Description is an important part of writing. It’s what allows the reader to see what you see. It enables them to imagine the setting and the characters. Done well, description will bring a narrative to life, making it a vivid and immersive experience. Done poorly, it can leave a good story to fall flat on its face.
There is no set rule on how much description should be included. The answer varies from person to person and is influenced heavily by the style and genre of the text. One idea that is gaining popularity, is that large blocks of descriptive text should be avoided (or at least used with caution). Simply dumping a long-winded paragraph of pure description on your readers can bore them, or cause them to become distanced from the characters or action.
A better approach is to weave your description into your action and general narrative. Rather than putting your character on pause so that he might describe the building he is about to enter, consider having him note its features as he walks past, or interacts with them. We’ll call these “Passive Descriptions” and “Active Descriptions”.
A passive description is exactly that; passive. It’s where the characters and action take a back seat for a moment, to allow time for the scene to be laid out. Imagine if your story were a film. The passive description is one of those big panoramic shots that shows the whole area, but not the main characters. This can be useful in setting a scene, but it also breaks the flow of your narrative.
This technique is not inherently bad, and indeed, there are times you can use it to your advantage; either to slow down the pace, or draw attention to a particular detail. However, if you are in the midst of a high tension scene, a big panorama isn’t going to amuse your readers. In fact, they might just skip over the description to get back to the action.
Here is an example of a very basic scene, written using a passive description.
The office had polished wooden floors, with a heavy carpet placed precisely in the centre. On the carpet sat a mahogany desk, and on the desk was a laptop, some notebooks a pen and a lamp. Behind the desk stood a leather desk chair. The wallpaper was forget-me-not blue, the same color as the lampshade. On the west and south walls were wide windows, framed by heavy floor length drapes. Against the east wall stood a large bookcase, laden with leather bound tomes.
It’s not very interesting is it? Sure, you can see the room, you could probably even draw a floor plan, if I asked you to. But do you care? I doubt it.
The active description is less obvious than the Passive one.

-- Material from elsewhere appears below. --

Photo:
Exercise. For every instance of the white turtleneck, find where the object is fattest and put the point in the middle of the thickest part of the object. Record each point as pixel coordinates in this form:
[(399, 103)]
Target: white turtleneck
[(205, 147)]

Rather than outlining the details of the setting, it focuses on the action and incorporates those details by way of concrete markers. (Concrete markers are descriptions that make use of all five senses, including smells, sounds, textures and tastes, rather than just what is visible.)
As an example, I have taken the same scene as above, but this time each describing factor is tied to one of the character’s actions. You, the reader, learn about the space he is in as he interacts with it.
John entered the office in a hurry, rounding the desk that stood in the centre. He pushed the leather chair aside, shoving it when it’s wheels dug into the thick pile of the rug. Ignoring the laptop, he scratched through the notebooks, dislodging a pen that threatened to roll onto the floor. Glancing at the window, he saw a view of the setting sun. John crossed the room to yank closed the heavy drapes, then did the same to the window behind the desk. He flicked on the lamp, its shade the same color as the forget-me-not wallpaper, and snatched up a notebook. He rifled through its pages before tossing it back with the others. John left the desk and went to the large bookcase that stood against the side wall. He scanned the spines of the books, running his thumb across the smooth leather of the tomes.
Did you notice a difference in reading the revised scene? This description shows the exact same room, but we are no longer just looking at a static image. All the same details are there, but the story doesn’t stop in order to show them to us. Instead, the reader is engaged in the events of the story, whilst also given the opportunity to build the image of the surroundings in their mind by adding key details such as colors and textures as they come up.